21-year old Samuel Jackson of Lowell Ma., and his girlfriend 21–year old Thewino Caesar of Upper Darby Pa., were swimming in a large group near a rock jetty and an outfall pipe.

"When you have an object stationary in the ocean like that as the tides and currents wash in and around it, creates large holes. It gets very dangerous," explains Chief Brooks.

After rescuing three people, lifeguards and officials attempted to resuscitate the couple after pulling them from the ocean. 

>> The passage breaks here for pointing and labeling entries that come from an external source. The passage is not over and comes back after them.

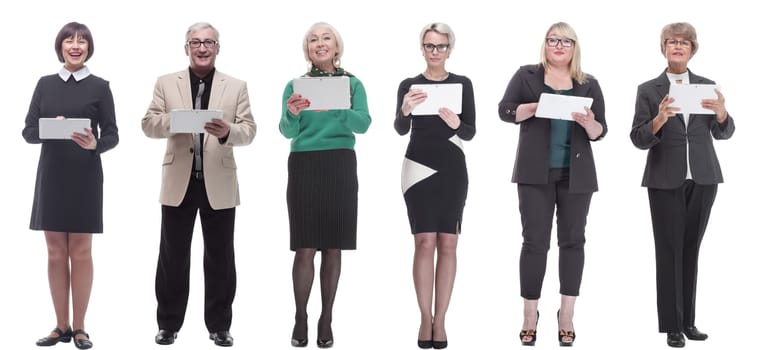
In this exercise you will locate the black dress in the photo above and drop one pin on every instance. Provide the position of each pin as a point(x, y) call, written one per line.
point(434, 173)
point(68, 195)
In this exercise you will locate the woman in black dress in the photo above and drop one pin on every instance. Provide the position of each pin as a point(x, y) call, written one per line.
point(68, 193)
point(435, 180)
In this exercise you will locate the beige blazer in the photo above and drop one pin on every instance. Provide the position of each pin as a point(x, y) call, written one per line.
point(173, 91)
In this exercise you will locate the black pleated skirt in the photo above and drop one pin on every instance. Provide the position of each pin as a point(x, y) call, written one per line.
point(322, 199)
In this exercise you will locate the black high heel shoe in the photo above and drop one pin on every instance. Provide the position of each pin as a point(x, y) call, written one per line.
point(299, 342)
point(529, 333)
point(62, 337)
point(561, 334)
point(81, 343)
point(324, 343)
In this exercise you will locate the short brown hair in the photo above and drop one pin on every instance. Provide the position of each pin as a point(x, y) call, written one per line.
point(74, 29)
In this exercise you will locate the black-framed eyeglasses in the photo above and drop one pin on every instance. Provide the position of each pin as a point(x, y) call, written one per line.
point(674, 42)
point(195, 44)
point(565, 42)
point(429, 47)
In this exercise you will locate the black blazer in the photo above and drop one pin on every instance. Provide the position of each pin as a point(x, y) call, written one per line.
point(532, 157)
point(666, 159)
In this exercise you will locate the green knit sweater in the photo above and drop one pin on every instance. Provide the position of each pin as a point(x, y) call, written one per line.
point(325, 130)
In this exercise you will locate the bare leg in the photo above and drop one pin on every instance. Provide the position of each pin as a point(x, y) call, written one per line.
point(303, 273)
point(423, 278)
point(530, 318)
point(58, 276)
point(331, 268)
point(446, 268)
point(80, 252)
point(565, 321)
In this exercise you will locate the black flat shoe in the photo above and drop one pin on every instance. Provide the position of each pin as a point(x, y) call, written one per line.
point(222, 338)
point(299, 343)
point(166, 337)
point(324, 343)
point(529, 333)
point(62, 337)
point(81, 343)
point(675, 339)
point(694, 334)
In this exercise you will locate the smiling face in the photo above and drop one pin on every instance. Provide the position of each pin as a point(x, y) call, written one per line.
point(202, 59)
point(439, 51)
point(558, 49)
point(74, 50)
point(322, 48)
point(678, 51)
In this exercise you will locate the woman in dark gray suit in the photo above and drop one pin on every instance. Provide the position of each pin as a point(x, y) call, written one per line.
point(554, 169)
point(681, 175)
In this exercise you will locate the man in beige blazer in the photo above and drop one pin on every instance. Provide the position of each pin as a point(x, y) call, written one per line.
point(199, 174)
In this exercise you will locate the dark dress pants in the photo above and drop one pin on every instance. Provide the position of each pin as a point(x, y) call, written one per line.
point(537, 210)
point(679, 219)
point(172, 277)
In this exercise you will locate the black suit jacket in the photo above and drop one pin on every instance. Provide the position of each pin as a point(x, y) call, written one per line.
point(532, 157)
point(666, 159)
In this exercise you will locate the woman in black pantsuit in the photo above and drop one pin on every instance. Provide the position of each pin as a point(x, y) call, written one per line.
point(435, 179)
point(681, 175)
point(554, 169)
point(68, 196)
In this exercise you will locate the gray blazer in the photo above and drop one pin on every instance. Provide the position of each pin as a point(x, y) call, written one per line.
point(532, 157)
point(666, 159)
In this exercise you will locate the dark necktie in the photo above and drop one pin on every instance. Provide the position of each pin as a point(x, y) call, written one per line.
point(198, 136)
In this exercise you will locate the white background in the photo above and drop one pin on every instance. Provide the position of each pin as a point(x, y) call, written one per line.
point(375, 306)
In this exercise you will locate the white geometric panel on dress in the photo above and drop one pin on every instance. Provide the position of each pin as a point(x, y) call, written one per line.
point(457, 141)
point(414, 172)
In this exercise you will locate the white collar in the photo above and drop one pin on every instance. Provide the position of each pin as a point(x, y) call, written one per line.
point(78, 75)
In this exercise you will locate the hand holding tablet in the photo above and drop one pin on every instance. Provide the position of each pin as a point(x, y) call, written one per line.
point(438, 96)
point(192, 120)
point(324, 93)
point(62, 128)
point(554, 106)
point(688, 97)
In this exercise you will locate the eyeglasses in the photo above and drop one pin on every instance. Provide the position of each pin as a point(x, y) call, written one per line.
point(439, 48)
point(195, 44)
point(552, 42)
point(674, 42)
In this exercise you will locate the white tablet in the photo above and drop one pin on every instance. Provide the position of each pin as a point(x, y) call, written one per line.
point(54, 128)
point(192, 120)
point(439, 95)
point(324, 93)
point(689, 97)
point(554, 106)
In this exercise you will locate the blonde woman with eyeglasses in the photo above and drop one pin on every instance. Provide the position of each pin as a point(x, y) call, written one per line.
point(555, 172)
point(435, 177)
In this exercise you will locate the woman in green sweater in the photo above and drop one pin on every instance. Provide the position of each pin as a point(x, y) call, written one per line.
point(322, 185)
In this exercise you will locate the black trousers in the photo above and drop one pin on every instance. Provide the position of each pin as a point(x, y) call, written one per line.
point(172, 277)
point(537, 209)
point(679, 219)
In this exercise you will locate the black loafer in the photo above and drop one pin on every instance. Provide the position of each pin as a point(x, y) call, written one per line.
point(694, 334)
point(324, 343)
point(222, 338)
point(62, 336)
point(166, 337)
point(81, 343)
point(675, 339)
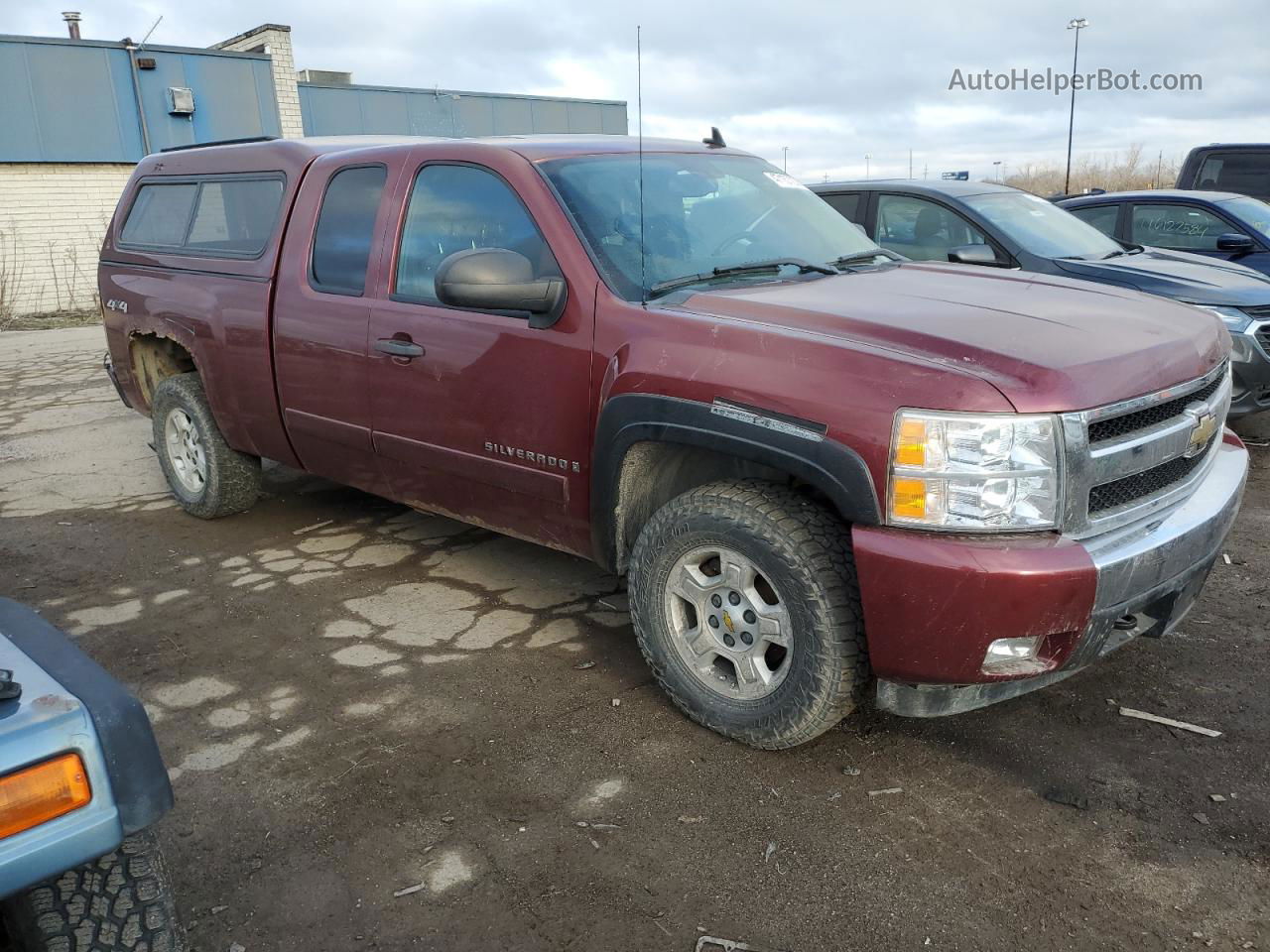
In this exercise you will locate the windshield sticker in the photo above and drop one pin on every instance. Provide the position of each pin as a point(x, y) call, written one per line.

"We responded and the beach patrol already had two people out of the water on the beach performing CPR," recalls Chief Brooks.

What originally began as a trip to the beach quickly escalated into a tragedy, all of which the victims families witnessed. Family members also followed the couple to the hospital where they were later pronounced dead.

Despite knowing that the first drowning of the summer season happened on the beach near Martin Luther King Blvd., beach goers are still going into the water and the Atlantic City Beach Patrol is taking extra precautions.

"We can't even go past our waste line without them telling us to come down," says Franco Taorimina from Cherry Hill, NJ.

"I might go stick my feet in but I definitely would go in without a lifeguard here," says Katie DeLuca, a first time beachgoer to Atlantic City.

"The lifeguards were here they got people out and they did the best job they could and it's been an emotional weekend for the Atlantic City Beach Patrol as Chief Rod Aluise says he has not seen a drowning of this nature in more than thirty years.

"This year it's been really active and you never really predict what the ocean going to do," says Chief Brooks.

However, officials say what you can do is be vigilant.